My aunt worked in West Africa for more than 15 years, and my childhood was bathed in her stories of friendly people, mesmerizing landscapes, and exotic animals. Life is simple there, so much easier, she said. She was the adventurer, divorced in a seriously Catholic family--a woman alone in Africa, threading her way through a foreign land. And so her Africa became my fantasy.
When I arrived it was raining. Through the cars' fumes I could see run-down buildings covered with grime. We finally arrived in Molo. My new life was beginning.
Most of the roads here are made of dirt, and those of asphalt have been ruined from the heavy rains that frequently flood the country. People walk with heavy loads on their heads. The lucky ones have bikes that they load with bags of potatoes, jerrycans of water, or metal pipes and push up the hills. Many of the children go barefoot.
Photo by Pascale Brevet
My arms hurt on Sunday nights after a day of washing. Electricity is rationed on Mondays and Thursdays. Though sometimes on Tuesdays too, without notice. Invitations are hand delivered, even if it means driving two hours from the office. I'm the mzungu that people point at. The baby girl at the vegetable stall cries each time she sees me; I terrify her.
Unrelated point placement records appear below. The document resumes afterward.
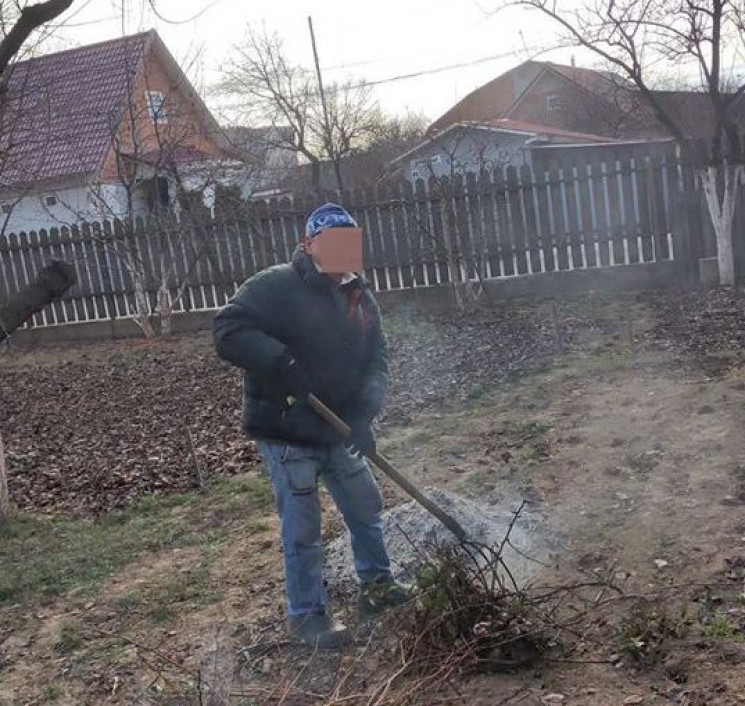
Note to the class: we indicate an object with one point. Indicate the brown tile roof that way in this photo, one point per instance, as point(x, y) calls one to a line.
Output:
point(492, 100)
point(59, 109)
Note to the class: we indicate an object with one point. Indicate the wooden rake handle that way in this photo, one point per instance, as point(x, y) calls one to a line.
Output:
point(390, 470)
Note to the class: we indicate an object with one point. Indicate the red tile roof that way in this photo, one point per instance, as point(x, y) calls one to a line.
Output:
point(59, 109)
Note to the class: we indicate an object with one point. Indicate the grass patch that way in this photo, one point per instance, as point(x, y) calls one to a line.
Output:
point(646, 634)
point(71, 638)
point(722, 628)
point(49, 556)
point(52, 692)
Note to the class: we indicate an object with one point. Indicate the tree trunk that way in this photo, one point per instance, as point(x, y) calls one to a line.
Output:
point(5, 506)
point(722, 213)
point(50, 284)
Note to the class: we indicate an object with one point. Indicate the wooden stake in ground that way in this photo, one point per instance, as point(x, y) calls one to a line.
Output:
point(5, 507)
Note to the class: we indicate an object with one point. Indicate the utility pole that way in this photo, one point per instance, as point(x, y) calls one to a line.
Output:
point(326, 120)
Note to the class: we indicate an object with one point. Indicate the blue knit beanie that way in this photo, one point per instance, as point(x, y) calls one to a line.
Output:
point(330, 215)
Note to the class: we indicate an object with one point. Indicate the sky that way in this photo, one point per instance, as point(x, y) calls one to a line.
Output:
point(371, 41)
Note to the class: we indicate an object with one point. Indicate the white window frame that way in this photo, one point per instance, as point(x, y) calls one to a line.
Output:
point(155, 102)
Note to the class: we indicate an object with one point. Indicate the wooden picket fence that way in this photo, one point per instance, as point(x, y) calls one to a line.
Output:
point(511, 223)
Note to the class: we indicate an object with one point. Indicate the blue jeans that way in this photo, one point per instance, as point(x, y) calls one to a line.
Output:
point(294, 472)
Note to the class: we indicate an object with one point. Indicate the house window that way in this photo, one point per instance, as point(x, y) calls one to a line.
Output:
point(155, 102)
point(554, 104)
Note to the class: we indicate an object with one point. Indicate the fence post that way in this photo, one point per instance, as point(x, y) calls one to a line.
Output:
point(686, 223)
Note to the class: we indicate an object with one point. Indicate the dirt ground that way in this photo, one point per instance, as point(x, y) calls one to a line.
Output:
point(629, 450)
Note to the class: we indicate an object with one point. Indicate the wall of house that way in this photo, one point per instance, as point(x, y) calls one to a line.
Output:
point(471, 151)
point(35, 211)
point(184, 124)
point(73, 203)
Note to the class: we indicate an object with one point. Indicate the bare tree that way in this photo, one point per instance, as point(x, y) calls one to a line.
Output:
point(161, 192)
point(269, 90)
point(18, 22)
point(637, 38)
point(447, 168)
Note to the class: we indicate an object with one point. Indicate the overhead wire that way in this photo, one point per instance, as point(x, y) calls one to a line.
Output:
point(186, 20)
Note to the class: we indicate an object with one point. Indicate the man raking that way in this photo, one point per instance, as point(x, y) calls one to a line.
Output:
point(313, 326)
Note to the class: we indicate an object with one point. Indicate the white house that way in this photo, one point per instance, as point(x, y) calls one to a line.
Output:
point(99, 132)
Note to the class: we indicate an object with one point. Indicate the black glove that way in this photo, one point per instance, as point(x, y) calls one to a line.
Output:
point(293, 381)
point(361, 442)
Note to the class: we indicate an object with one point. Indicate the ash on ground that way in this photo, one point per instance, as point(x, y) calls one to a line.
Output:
point(413, 536)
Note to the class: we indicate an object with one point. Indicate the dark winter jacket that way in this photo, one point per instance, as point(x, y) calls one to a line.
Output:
point(333, 332)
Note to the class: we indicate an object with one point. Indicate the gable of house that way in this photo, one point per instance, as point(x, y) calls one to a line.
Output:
point(62, 111)
point(163, 121)
point(492, 100)
point(58, 110)
point(579, 100)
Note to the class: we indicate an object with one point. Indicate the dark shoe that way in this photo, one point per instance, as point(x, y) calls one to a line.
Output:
point(319, 630)
point(378, 595)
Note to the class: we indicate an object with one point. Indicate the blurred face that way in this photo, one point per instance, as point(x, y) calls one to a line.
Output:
point(336, 251)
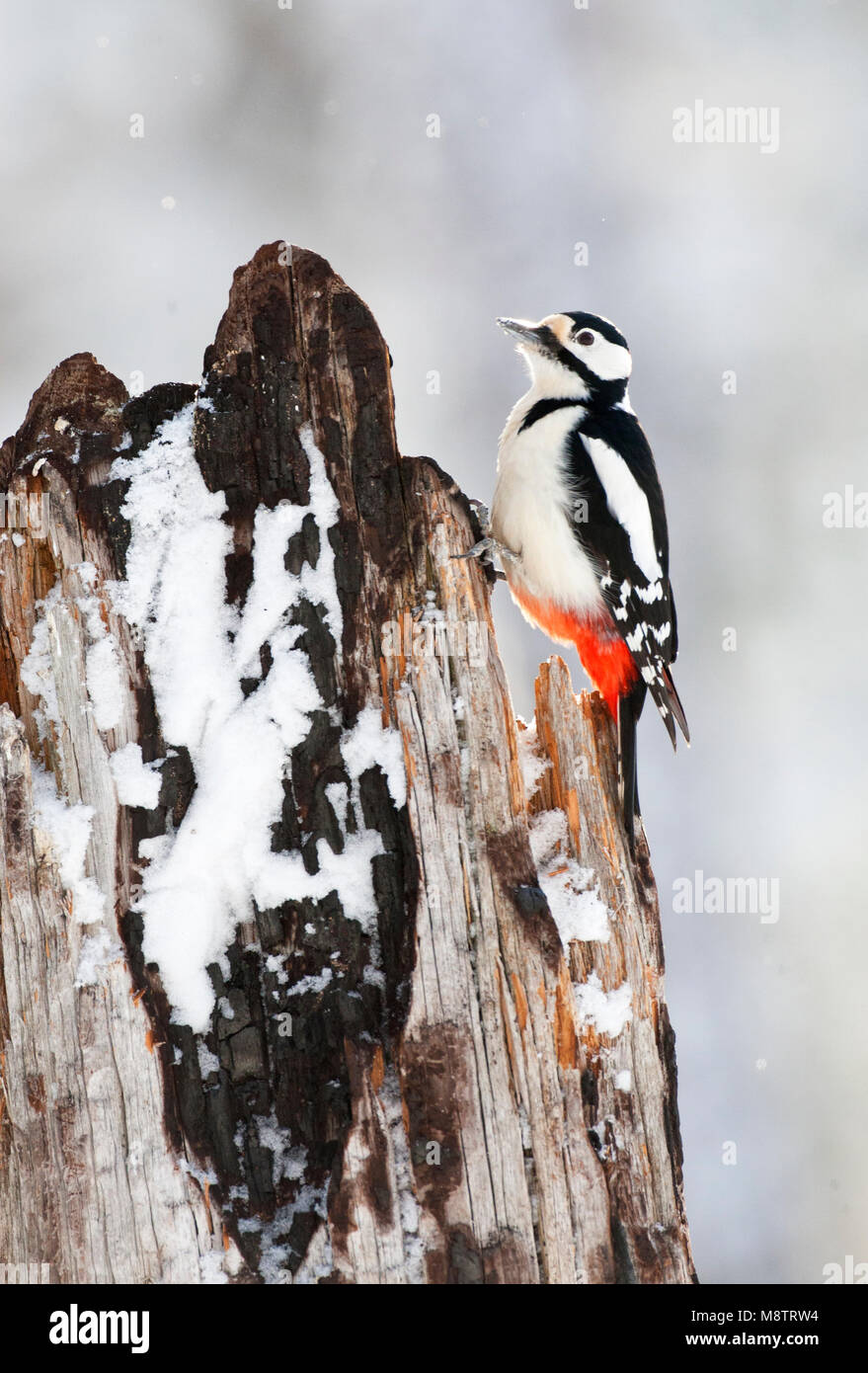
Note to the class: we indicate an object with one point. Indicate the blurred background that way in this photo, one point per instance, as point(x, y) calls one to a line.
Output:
point(515, 157)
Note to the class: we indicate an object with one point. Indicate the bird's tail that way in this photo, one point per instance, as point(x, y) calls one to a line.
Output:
point(629, 710)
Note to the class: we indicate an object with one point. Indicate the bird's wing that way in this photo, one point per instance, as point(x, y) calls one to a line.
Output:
point(619, 521)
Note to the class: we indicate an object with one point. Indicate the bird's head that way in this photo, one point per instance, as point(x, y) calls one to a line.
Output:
point(575, 355)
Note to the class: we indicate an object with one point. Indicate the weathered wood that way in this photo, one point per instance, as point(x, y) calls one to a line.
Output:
point(452, 1102)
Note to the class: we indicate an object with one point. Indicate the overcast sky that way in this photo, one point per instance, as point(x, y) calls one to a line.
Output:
point(555, 126)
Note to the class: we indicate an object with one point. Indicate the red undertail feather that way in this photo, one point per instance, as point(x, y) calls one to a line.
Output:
point(603, 652)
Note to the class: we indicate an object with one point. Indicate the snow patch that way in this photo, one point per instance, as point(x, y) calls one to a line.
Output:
point(137, 782)
point(197, 648)
point(607, 1010)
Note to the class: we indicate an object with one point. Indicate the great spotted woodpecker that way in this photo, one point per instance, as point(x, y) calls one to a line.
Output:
point(580, 525)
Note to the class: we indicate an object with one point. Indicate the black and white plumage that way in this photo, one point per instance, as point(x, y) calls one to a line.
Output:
point(579, 518)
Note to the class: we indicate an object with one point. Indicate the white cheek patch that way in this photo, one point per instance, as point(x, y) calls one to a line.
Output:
point(608, 362)
point(628, 503)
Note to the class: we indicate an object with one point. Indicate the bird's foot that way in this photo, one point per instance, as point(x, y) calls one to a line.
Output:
point(488, 545)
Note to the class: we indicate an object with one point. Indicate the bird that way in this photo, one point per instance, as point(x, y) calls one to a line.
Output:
point(579, 524)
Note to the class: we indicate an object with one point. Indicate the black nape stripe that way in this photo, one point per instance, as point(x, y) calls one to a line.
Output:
point(541, 408)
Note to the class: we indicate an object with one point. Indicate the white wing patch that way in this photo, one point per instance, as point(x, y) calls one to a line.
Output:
point(628, 503)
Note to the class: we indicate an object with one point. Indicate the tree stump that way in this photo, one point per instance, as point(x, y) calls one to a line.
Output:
point(316, 965)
The HIV-positive people I meet are rejected by their families. Their communities refuse to buy products from them for fear of contamination. They are starving, and the lack of food weakens them further. They stop taking the free anti-retrovirals provided by the hospital because they make them hungrier.
Food has always been for me a haven in difficult times. But what I find here does not give me what I'm longing for. Corn flour boiled in water, ugali, is tasteless. Its texture is so compact it could make you choke if you're not careful. Corn is an integral part of the diet. You can buy barbecued corncobs from street vendors. Boiled corn grains mixed with mashed potatoes and stinging nettle compose another national dish, mukimo. But the corn available now is hard and starchy; the sweet corn comes later in the year.
The meat is tough and stringy. Ground in samosas, it remains hard to chew. Even boiling, the usual cooking method, can't change that. The alternative lies in highly processed sausages or fried chicken.
All the vegetable dishes look the same. Greens like Swiss chard or kale are sautéed in margarine or stewed in water with a little tomato and onion. Potatoes, arrowroots, cassava, and sweet potatoes are boiled and served plain. Chapatis are good, but one can't live on chapatti for several months.
In a place like this, so rife with hunger, I should be grateful to have the food I do. Food has become for me a matter of nutrition; more a science than an art. I make sure that I have my daily dose of proteins, carbohydrates, fibers and vitamins. I avoid raw vegetables and ask for my tea water to be boiled for three minutes.
I find pleasure elsewhere. Yesterday an HIV-positive support group sang and danced for me the "fruit dance." They clapped three times, then stamped three times to thank me. Today, children asked me questions about France. About the weather and the roads and the towns. Work. How much this and that costs. Whether we have tribes. Whether we have Masaïs to entertains visitors in our zoos.
Here I'm able to challenge my idea of food from within. Food is not only about fine dinners shared with connoisseurs. It's not only about taste and entertainment and pleasure--aromas, textures, and flavors. For most of the world, and certainly for most of the people of Kenya, food is necessary fuel for a life of toil. To understand that is one thing; to live it even for a few months is entirely another.